Cognitive Topology Learning for IoT: Interpretable and Fair Device Classification with Continuous Behavioral Insight

Abstract

The rapid proliferation of Internet of Things (IoT) devices in smart environments has introduced significant challenges in identifying and securing heterogeneous network entities. Traditional rulebased classification systems are often inadequate due to the diversity and dynamic behavior of IoT devices. To address this issue, this study proposes a machine learning–driven IoT device classification platform that leverages network traffic fingerprints to accurately categorize devices. The system analyzes behavioral features such as packet frequency, byte count, and communication duration to map devices to their respective profiles. A key challenge in IoT classification is class imbalance, where frequently occurring devices dominate the dataset while rare devices are underrepresented.
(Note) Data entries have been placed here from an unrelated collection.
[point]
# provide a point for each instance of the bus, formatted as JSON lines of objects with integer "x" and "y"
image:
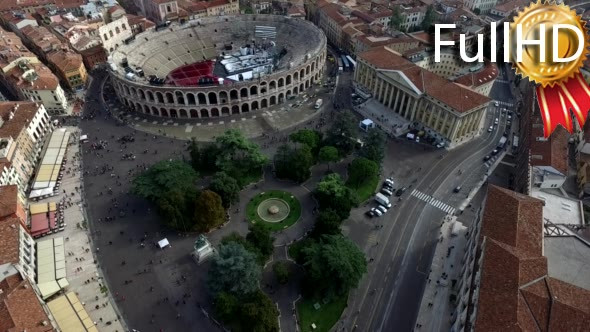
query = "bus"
{"x": 344, "y": 63}
{"x": 351, "y": 61}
To mitigate this issue, the Adaptive Synthetic Sampling (ADASYN) technique is employed to generate synthetic samples for minority classes, ensuring balanced and unbiased model training. The proposed framework includes a comparative machine learning pipeline with classifiers such as Gaussian Naive Bayes (GNB), Multinomial Naive Bayes (MNB), Decision Tree Classifier (DTC), and a novel Greedy Tree Classifier (GTC). The GTC model, optimized using interpretable modeling techniques, achieves a balance between high classification accuracy and explainability through rule-based decision structures. Implemented using a modular Flask-based architecture, the platform provides both exploratory data analysis and real-time inference capabilities. Experimental results demonstrate that the GTC model outperforms baseline approaches in terms of F1-score, effectively distinguishing various IoT devices. The system offers a scalable and automated solution for enhancing network management and IoT security.